Los búhos ululan nerviosos. Les estremece el hedor de la muerte. Las huestes de la invernada nos alcanzan, puedo sentir su pérfido aliento en la nuca, se tropiezan los unos con los otros, caen y vuelven a alzarse, persistentes en su caza, blandiendo  desde ramas hasta agujas y mazas forjadas en la lejana Valyria, en tiempos de la Danza de Dragones. En mala hora somos presa, blanco de un millar de ojos desencajados. Los dos, otrora cuervos, cazadores en la noche.
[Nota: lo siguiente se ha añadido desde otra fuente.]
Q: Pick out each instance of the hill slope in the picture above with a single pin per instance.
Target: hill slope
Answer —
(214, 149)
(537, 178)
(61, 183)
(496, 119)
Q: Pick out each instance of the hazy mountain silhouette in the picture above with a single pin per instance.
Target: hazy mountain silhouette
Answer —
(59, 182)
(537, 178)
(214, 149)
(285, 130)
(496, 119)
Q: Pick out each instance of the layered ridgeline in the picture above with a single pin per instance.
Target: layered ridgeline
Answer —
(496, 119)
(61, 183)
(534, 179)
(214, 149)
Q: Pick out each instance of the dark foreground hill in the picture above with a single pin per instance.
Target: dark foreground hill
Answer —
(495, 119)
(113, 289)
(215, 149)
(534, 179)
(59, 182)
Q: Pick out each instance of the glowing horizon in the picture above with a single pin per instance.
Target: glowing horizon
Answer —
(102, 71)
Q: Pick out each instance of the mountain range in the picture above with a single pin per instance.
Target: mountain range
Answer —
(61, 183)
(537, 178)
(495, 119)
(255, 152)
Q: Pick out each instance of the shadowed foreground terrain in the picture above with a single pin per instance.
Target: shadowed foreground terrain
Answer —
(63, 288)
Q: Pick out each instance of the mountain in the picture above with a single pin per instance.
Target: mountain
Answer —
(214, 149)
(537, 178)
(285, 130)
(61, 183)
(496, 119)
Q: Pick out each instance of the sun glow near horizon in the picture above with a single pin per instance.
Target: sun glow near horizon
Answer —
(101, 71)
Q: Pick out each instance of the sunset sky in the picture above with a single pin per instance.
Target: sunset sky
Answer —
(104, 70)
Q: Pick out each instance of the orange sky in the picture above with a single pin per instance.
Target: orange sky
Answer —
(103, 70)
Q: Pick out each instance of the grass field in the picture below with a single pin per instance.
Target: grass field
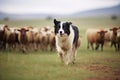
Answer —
(46, 65)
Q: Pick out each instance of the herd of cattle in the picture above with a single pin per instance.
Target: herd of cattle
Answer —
(34, 38)
(26, 38)
(100, 37)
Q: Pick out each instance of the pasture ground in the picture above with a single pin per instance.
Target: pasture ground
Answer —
(46, 65)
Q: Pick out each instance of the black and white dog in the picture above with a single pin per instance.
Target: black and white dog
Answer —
(66, 36)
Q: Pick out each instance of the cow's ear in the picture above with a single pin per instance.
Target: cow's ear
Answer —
(19, 30)
(26, 30)
(56, 22)
(111, 29)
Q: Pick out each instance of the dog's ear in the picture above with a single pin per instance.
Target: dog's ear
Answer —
(69, 23)
(56, 22)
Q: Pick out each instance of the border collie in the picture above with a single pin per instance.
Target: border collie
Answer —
(66, 36)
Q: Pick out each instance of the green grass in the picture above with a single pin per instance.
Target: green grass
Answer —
(46, 65)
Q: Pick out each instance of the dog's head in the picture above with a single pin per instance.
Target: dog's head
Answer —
(62, 28)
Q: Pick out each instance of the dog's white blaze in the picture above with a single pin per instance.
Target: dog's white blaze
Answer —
(68, 44)
(61, 28)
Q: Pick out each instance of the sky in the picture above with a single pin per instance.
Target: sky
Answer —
(53, 6)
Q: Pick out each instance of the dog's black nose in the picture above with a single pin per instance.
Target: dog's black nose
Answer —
(60, 32)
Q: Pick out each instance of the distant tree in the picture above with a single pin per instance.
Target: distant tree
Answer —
(113, 17)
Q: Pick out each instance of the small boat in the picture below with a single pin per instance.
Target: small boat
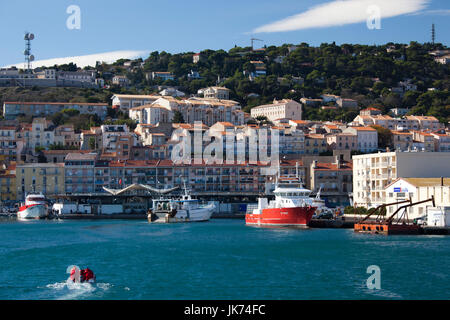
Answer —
(322, 210)
(292, 206)
(81, 276)
(185, 209)
(35, 207)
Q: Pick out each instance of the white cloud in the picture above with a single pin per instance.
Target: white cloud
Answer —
(87, 60)
(342, 12)
(438, 12)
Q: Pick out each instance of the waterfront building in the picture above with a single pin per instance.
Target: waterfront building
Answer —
(426, 140)
(402, 140)
(47, 178)
(371, 111)
(162, 75)
(334, 180)
(221, 93)
(206, 110)
(441, 140)
(367, 138)
(8, 190)
(315, 144)
(12, 110)
(79, 172)
(418, 189)
(119, 140)
(10, 143)
(346, 103)
(127, 101)
(91, 139)
(285, 108)
(426, 122)
(373, 172)
(311, 102)
(342, 141)
(260, 69)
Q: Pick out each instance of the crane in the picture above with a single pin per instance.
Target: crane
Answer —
(254, 39)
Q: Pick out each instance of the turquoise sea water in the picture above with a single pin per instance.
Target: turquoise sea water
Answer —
(220, 259)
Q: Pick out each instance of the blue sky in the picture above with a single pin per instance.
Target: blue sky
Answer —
(183, 26)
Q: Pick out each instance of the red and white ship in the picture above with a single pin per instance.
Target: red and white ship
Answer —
(35, 207)
(292, 206)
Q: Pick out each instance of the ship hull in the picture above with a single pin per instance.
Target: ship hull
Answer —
(283, 217)
(37, 211)
(194, 215)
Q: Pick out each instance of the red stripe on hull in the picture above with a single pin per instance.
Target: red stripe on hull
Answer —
(299, 216)
(26, 207)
Hombres juramentados entregados al sacramento del honor, guardianes de los siete reinos, escudo contra la Noche Eterna, roca que hiende y deshace las altas tormentas. No tengas miedo, intento decirte, mis mandíbulas paralizadas por el frío. No tengo miedo, dicen tus ojos fulgiendo arrojo. Pero no se cantan canciones a los necios, así que gimoteas, meas los calzones y apuras una plegaria a tus Viejos Dioses. Los Otros se los lleven, arcianos, rostros sin orejas. Maldito hipócrita, me digo, y derrotado rezo por mi vida.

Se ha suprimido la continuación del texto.